JOURNAL DE VOYAGE

Heute geht’s in das Dreieck der Jesuiten bei Cordoba. Um ihre Uni zu unterhalten, haben die Jesuiten

da ziemliche viele Filialen ihres Geschäftsmodells errichtet. Der Naz, so nennen ihn die Spanier wirklich,

weist uns den Weg. Nix mit Jesus, die sagen Nazarehner zu ihm….

  
Das alles ist auch Teil eines großen Plans, nämlich des Camino Real. Sprich der King’s Highway. Alle 20km findet man bis zur Grenze nach Peru jesuitische Einkehr- und Labestellen, um Pferde zu wechseln. Der Jesuit an sich als geselliger Herbergsvater, man mag es nicht wirklich glauben.

  
1616 gründeten die Jesusfans die erste Estancia, sprich Plantage. Wer jetzt sich da fest schuftende Klerikale mit 6 Packs beim Mauern und Ziegel schleppen vorstellt, der irrt. Dafür gab es ganz einfach den Berufsstand der Sklaven aus Afrika. Weil die im Gegensatz zu den lokalen Indios keine Seele hatten, qualifizierten sie sich dafür. Man meint ja oft, der österr. Beamte im Innenministerium muss in dieser Zeit auch schon existiert haben, ob solcher Definitionen.

  
Nachdem die Seelenlosen mit dem Bau fertig waren, dürften endlich die Einheimischen 6 Tage tätig werden und bekamen Sachen von den Jesuiten gelernt, um sich hier landwirtschaftlich wichtig zu machen. Für jede Tätigkeit hatten sie einen Bruder dabei, quasi einen Spezialisten.Aber auch die Indios sollten nicht leer ausgehen dabei: Gschichten vom Naz und seiner ganzen Crew bekamen sie zu hören und auch Spanisch durften sie lernen. Damit sich auch der König über neue Untertanen freut. 

  
Das Problem war nur: in der Kirche haben Sie nix verstanden, weil da wurde auf Lateinisch unterhalten.
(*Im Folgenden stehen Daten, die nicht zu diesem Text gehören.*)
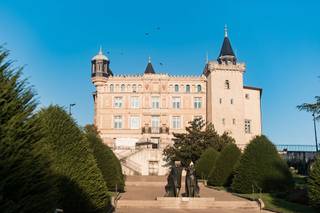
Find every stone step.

Aber auf Spanischen hallten die Befehle durch den malerischen Innenhof.

  
Nachdem die Idee ziemlich erfolgreich war, hatten man von den Habsburgern und Jesuiten genug. Die Jesuiten wurden aus Südamerika vertrieben. Aber um 1860 zogen die Friauler ein. Wirtschaftsflüchtlinge aus dem Habsburger Reich. Schlugen hier ihre ersten Zelte auf, und gründeten später den Ort Caroya.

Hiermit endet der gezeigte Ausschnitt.